I was about to close the door when the shadow of another figure fell across the threshold.

“Mom. Dad,” Joy said, bursting with excitement. “Here’s my
surprise
! I want you to meet Mario Forte.”

A young man stepped into the room. He was tall for an Italian. That’s the first thing I noticed. Taller even than Matteo. (Now I knew why Joy was wearing stacked heels!) His hair was black and long and tied back in a loose ponytail. His lips were curled into a slight smirk which, to my mind, marred his otherwise good features. He wore black slacks and a long-sleeved black shirt, unbuttoned far enough from the neck to show a gold chain dangling between sculpted pecs. The sleeves of the shirt were rolled up and I glimpsed some sort of tattoo around his bicep—it looked like barbed wire.

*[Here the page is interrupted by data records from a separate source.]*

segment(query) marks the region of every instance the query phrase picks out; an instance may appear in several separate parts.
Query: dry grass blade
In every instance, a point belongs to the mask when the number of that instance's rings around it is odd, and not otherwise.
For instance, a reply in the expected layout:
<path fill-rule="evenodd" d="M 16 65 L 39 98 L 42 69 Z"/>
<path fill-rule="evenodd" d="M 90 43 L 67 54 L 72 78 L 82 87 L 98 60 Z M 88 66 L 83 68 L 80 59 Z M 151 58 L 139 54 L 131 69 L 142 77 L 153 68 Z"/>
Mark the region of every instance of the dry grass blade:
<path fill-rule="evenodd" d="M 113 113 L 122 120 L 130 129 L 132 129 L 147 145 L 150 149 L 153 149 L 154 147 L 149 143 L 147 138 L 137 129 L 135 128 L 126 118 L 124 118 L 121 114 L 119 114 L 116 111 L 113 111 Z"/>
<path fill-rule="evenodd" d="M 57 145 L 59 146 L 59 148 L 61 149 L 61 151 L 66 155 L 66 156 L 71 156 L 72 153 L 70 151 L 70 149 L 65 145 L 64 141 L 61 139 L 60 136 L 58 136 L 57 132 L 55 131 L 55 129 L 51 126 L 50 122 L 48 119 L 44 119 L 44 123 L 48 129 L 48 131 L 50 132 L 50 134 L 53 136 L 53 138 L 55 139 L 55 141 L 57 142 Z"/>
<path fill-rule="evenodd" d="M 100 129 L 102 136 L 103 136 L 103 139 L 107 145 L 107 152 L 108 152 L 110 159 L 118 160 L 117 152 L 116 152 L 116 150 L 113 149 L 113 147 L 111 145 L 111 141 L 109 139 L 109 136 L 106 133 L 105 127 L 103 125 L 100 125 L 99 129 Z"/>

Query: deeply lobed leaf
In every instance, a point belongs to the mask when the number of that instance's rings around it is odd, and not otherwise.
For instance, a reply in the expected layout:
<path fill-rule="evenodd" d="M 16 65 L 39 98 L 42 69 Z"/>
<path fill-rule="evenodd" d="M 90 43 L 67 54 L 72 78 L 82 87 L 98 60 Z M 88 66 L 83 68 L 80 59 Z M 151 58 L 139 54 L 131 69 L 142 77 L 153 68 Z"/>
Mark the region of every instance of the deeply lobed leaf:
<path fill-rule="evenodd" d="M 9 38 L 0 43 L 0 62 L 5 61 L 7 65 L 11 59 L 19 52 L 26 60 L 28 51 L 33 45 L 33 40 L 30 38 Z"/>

Joy looked up at the young man with something akin to hero worship.
Uh-oh,
I thought. She was smitten. And my ex-husband tensed the moment he realized it.

So much for a relaxing evening.

“Mrs. Allegro,” said the young man, taking my hand. “It is a pleasure to meet with you at last. Joy has told me so much about you.”

Is that right?
I thought, then why didn’t she mention I’m “Ms. Cosi,” and no longer “Mrs. Allegro”?

“And you must be
Mr.
Allegro,” Mario said, stepping up to Matteo and reaching out to shake his hand. “I did not expect to meet you so soon—”

“I’ll just bet you didn’t,” Matt muttered, his jaw muscles working. They shook hands, but neither seemed to put much enthusiasm in the gesture.

“Joy told me that her father was a mystery man,” Mario said with a little chuckle. “The ‘mystery’ was when you were going to finally make an appearance at home.”